Tudo estava tão parado. Os dias se passavam sem atropelos. Cada um no seu lugar. Todo mundo quietinho. Sem lamentações públicas. Cada um curtindo suas lamentações privadas. Remoendo tudo sem muito alarde. A falta de sobressaltos levava a crer que todos estavam extremamente tranquilos. Essa tranquilidade parecia permanente e insuperável. Não havia riscos, pois o conformismo havia vencido todas as batalhas. As caras de todos, sabemos agora, eram de disfarçado contentamento.
De uma hora para a outra, tal qual ocorre no estouro da boiada, a ordem é rompida. E o que parecia um lago de tranquilidade revela-se um mar tenso, revolto e perigoso. No lugar do conformismo, a insatisfação. Não uma insatisfação qualquer, mas sim uma insatisfação maiúscula. Uma insatisfação que vinha sendo contida e que, aos poucos, foi se libertando.
Tal qual um vírus ou uma bactéria que agem silenciosamente impregnando lentamente o tecido, o movimento foi sendo construído. Eis que somente foi notado quando eclodiu ruidosamente nas ruas. E os dias já não são mais os mesmos. Ruas trancadas, lojas fechadas, portas cerradas, horários de ônibus suspensos. Não em represália às reivindicações, que são justas e necessárias, mas sim pelo medo dos excessos.
Os meninos e meninas que marcham cantando e pedindo apoio pela construção de um país melhor, com menos corrupção, com mais educação, com mais segurança e saúde promovem um espetáculo cívico.
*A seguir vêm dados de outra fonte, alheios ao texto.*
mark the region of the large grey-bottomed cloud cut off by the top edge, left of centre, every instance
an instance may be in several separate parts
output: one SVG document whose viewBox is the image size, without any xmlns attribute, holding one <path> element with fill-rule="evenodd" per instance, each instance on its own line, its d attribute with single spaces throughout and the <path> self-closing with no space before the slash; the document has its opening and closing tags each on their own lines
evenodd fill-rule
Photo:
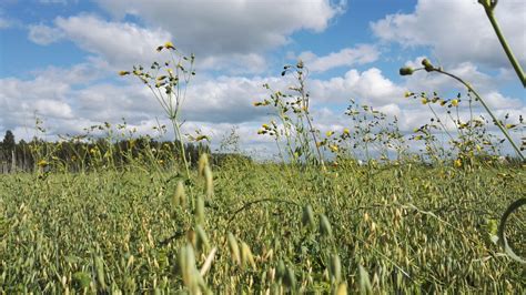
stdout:
<svg viewBox="0 0 526 295">
<path fill-rule="evenodd" d="M 101 0 L 98 3 L 117 18 L 133 14 L 152 27 L 162 27 L 176 37 L 176 44 L 203 55 L 246 54 L 285 44 L 295 31 L 325 30 L 345 8 L 345 1 L 331 0 Z"/>
</svg>

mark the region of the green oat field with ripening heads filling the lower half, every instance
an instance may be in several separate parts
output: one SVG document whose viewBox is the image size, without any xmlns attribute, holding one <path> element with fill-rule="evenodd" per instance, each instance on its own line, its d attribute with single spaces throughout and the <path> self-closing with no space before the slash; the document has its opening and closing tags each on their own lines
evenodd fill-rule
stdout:
<svg viewBox="0 0 526 295">
<path fill-rule="evenodd" d="M 490 241 L 524 197 L 522 167 L 232 159 L 204 171 L 184 184 L 145 166 L 1 176 L 0 292 L 526 291 L 524 265 Z M 525 224 L 522 208 L 506 230 L 523 256 Z"/>
</svg>

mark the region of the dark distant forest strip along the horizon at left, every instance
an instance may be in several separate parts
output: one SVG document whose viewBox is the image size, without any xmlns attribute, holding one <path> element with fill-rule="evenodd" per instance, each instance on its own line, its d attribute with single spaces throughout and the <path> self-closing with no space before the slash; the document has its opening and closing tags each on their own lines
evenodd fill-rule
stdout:
<svg viewBox="0 0 526 295">
<path fill-rule="evenodd" d="M 179 161 L 179 142 L 155 141 L 149 136 L 109 142 L 108 139 L 71 139 L 47 142 L 34 138 L 30 142 L 18 143 L 11 131 L 7 131 L 0 143 L 0 173 L 67 170 L 69 172 L 93 169 L 122 169 L 132 162 L 154 162 L 161 166 Z M 195 165 L 203 152 L 211 154 L 210 146 L 203 143 L 186 143 L 186 159 Z M 214 154 L 218 164 L 226 154 Z M 237 157 L 249 159 L 242 155 Z"/>
</svg>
A história mostrará que o momento atual é de transformação. Os estudiosos dirão que foi o julgamento dos envolvidos no mensalão, condenados e não punidos, que desencadeou todo este anseio por mudanças. Torcer para que mudanças ocorram é um dever de todos nós que queremos um futuro mais venturoso para os brasileiros.
Nos grandes centros, porém, o movimento cívico, patriótico, tem servido de guarida para um cem número de indivíduos. Escondidos no meio das passeatas, nutrindo sentimentos dos menos nobres possíveis, se aproveitam do afrouxamento da segurança e promovem um espetáculo dantesco. Queima de ônibus, perseguição a jornalistas, incêndio de lixeiras. Atingem alvos inescrupulosamente.
Esta incidência lamentável já está se tornando uma regra. Com isso, mesmo aqueles que se dizem simpáticos às reivindicações vão sendo contrariados. A alegria cívica é substituída pela desconfiança, pelo medo.
Não esqueço o pavor que os dois idosos tinham nos olhos quando o coletivo que se encontravam foi apedrejado e queimado, numa dessas manifestações no Centro do Brasil, na semana passada. Imagino o sentimento de desamparo, de insegurança que sentiram aqueles dois senhores ao enxergar aquela turba raivosa atirando pedras, jogando pesadas barras de ferro nos vidros e ateando fogo nos estofados. Gente assim não constrói um país mais justo, não constrói uma pátria melhor. Quem atenta contra a cidade, não merece respeito.
O crescimento dos atos de destruição está corrompendo o movimento. Se assim continuar, os manifestantes perderão a autoridade moral que os sustenta. Se a violência e o vandalismo venceram esta luta, os avanços - se tivermos, serão mínimos. Torcemos para que esta corrupção que prejudica até os tecidos que parecem mais sãos, seja eliminada. Para o bem do Brasil.